The Burning World (Warm Bodies #2)(51)



The kids look slightly healthier, with only one or two depressions visible on their skin. I assume this means they lack their mother’s resolve and have been finding Living flesh to eat, but then I notice the cookie in Joan’s hand and the cheese stick in Alex’s. Both are barely nibbled, but the effort is apparent, and effort is almost everything.

“Eat?” I say to my wife, pointing to the snacks.

She shakes her head, and this time the emotion is clear: shame. You can lead a corpse to food but you can’t make it eat. The will is strong but the flesh is delicious. And so on.

I glance over my shoulder, then hold out my hands. “Wait here.”

I tiptoe back to row 26 and shake Julie’s shoulder. She groans and tries to wriggle away from me.

“Julie,” I whisper. “Wake up.”

Her eyes open a crack, glaring at me sideways. “What.”

“My wife and kids . . . they’re here.”

She pulls herself upright, blinking the sleep away. “Here? In the plane?”

“Don’t know what to do.”

She slides out from under Sprout and carefully lays the girl’s head on the seat. We rush back to the restrooms where my perfect little nuclear family is eyeing Nora’s sleeping form with unmistakable yearning.

“Nora,” Julie says, nudging her shoulder.

Nora snaps upright, restraining her shock as she registers the newcomers. “Were they about to eat me?”

“No,” I say, then falter. “Maybe. But they really don’t want to.”

“Are these . . . your kids?”

“Uh . . . yes.”

“Hi, kids,” Nora says neutrally, then looks at their mother. “And you?”

“She’s R’s wife,” Julie says with a faint smile.

Nora sighs. “Great. A fucking love triangle.”

“It was . . . an arranged marriage,” I mumble.

“What’s your wife’s name?”

“Don’t know.”

Nora considers this, then nods. “Okay, so maybe no love triangle.”

I squirm. My wife squirms. I look at the floor and she looks out the windows. Then she grabs our kids’ hands and lumbers toward the exit.

“Hey!” Nora calls to her, getting out of her seat and taking a few steps down the aisle. “I was just playing!”

But there was something more than offense in my wife’s expression. I look out the window. The empty expanse of the tarmac has become a sea of gray faces.

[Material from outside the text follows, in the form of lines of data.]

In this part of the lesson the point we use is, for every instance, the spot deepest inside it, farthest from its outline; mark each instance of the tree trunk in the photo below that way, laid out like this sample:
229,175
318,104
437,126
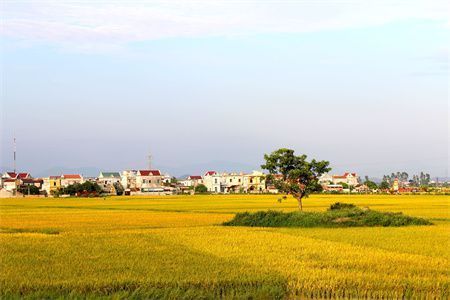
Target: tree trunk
300,203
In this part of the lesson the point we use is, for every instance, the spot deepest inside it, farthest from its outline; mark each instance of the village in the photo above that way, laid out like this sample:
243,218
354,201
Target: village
154,182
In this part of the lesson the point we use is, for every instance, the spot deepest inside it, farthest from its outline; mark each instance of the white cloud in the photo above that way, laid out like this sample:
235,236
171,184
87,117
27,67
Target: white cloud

The plane is completely surrounded by the Dead.

“That can’t be good,” Julie says, following my gaze. She runs back to check on Sprout.

I remain transfixed by the crowd. Even in the heyday of this hive, I never saw this many gathered in one place. The Boneys’ church services came close, but there were always those who found fiery sermons of wordless clicks and hisses to be an unengaging experience, no matter how charismatically the Boneys delivered them, so the assemblies never drew more than half of the airport’s population. The mob gathered here today has to be all of it.

And yet despite its resemblance to a mobilizing army, I don’t sense hostility. Most of them aren’t even looking at the plane. They face north, toward the airport’s entrance, toward the city, and they wait.

The plane’s door squeals open and shuts with a bang. I hear the lock mechanism snap into place. Abram strides down the aisle, his rifle at the ready, chest heaving like he’s coming out of a long sprint.

“They’re coming,” he says between breaths.

“We know,” Julie says. “We can see them.”

“Not the Dead.” He scoops Sprout up from her chair and moves to the emergency exit row, shutting all the window shades as he goes.

“Axiom?” Nora says, not wanting to believe it. “How the hell did they find us so fast?”

“Porsche probably had a tracker somewhere, but I figured the jamming would kill the range . . .” He slams the last window, plunging the cabin into gloom. “Doesn’t matter. They’re here.”

“How many?” Nora says, her face hardening as she grabs her rifle from the overhead bin.

“Too many.” He drops into the window seat with Sprout on his lap and grips his rifle with white knuckles.

“What’s going on?” M yawns, stepping through the first-class curtain. No one answers him.

“So what’s your plan, then?” Julie says with rising panic. “Just sit here and hope they don’t check the only intact plane on the runway?”

He raises his window shade an inch and peers out at the swaying horde around us. “My plan is to sit here and hope your friends remember how much they like human flesh.”

I raise my shade halfway. Like iron filings drawn toward a magnet, the crowd is orienting stiffly in one direction: toward a service gate at the north end of the tarmac. The gate slides open and five beige SUVs roll through it. Then they stop. No doubt they expected zombies. What they probably didn’t expect was a semi-organized army of them.

The Dead still don’t appear hostile. They cock their heads, uncertain, uneasy, like abused dogs sniffing a stranger’s hand, wondering if it will stroke or strike. And I see my family among them. Joan and Alex and my nameless wife, huddled at the back of the crowd, waiting for these newcomers to express their intent.